To minimize the impact, don’t perform any file I/O in the loop. Instead, use each iteration of the loop to create an instance of NSFileCoordinator and specify a background queue for the system to use when it invokes that coordinator’s accessor closure. By adopting this approach, you enable the system to download any remote files in a concurrent, nonblocking way, as the following example shows:

// Create a background queue for the system to use
// when invoking each file coordinator's accessor 
// closure.
let queue = OperationQueue()
queue.underlyingQueue = .global(qos: .utility)

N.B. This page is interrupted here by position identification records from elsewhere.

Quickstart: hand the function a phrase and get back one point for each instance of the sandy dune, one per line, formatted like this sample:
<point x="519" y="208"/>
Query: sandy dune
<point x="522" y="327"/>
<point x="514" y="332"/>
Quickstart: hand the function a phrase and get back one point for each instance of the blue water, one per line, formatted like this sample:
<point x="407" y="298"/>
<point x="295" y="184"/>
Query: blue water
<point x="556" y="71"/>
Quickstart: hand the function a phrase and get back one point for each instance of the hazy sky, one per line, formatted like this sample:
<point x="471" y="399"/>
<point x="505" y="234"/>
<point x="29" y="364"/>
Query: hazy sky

// Iterate over the file URLs.
for url in fileURLs {
    // Create a file coordinator and specify the appropriate
    // file access intent and queue.
    let intent = NSFileAccessIntent.readingIntent(with: url)
    let coordinator = NSFileCoordinator()
    coordinator.coordinate(with: [intent],
                           queue: queue) { error in
        if let error {
            // If there's an error, handle it here.
        } else {
            // Otherwise, process the file.
        }
    }
}

Provide directory hints for file URLs to avoid wasteful I/O

Many convenience methods make it possible to create URLs that represent files and directories in the file system, local or otherwise. If you know that the destination of such a URL is a directory, use the method variants that require the isDirectory parameter and specify true as the value. If you use a more succinct method that omits the parameter, the system performs a potentially blocking call to the file system to determine if the URL’s destination is a file or a directory.

If you are using Swift and your app targets iOS 16 and later (or macOS 13 and later), use init(filePath:directoryHint:relativeTo:) to create file URLs — and appending(path:directoryHint:) to modify existing URLs — and specify a value other than inferFromPath for the directoryHint parameter. For earlier versions, opt for the nonblocking variants of the methods in the following table.

The following table lists the blocking and nonblocking method variants.

Blocking

Nonblocking

Fileurl(withpath:)

Fileurl(withpath:isdirectory:)

Init(fileurlwithpath:)

Init(fileurlwithpath:isdirectory:)

Fileurl(withpath:relativeto:)

Fileurl(withpath:isdirectory:relativeto:)

Init(fileurlwithpath:relativeto:)

Init(fileurlwithpath:isdirectory:relativeto:)

Appendingpathcomponent(_:)

Appendingpathcomponent(_:isdirectory:)

Additionally, APIs that traverse directory hierarchies may also block, and the duration of the block depends entirely on the depth of the traversed hierarchy. For that reason, only call these APIs from a background thread.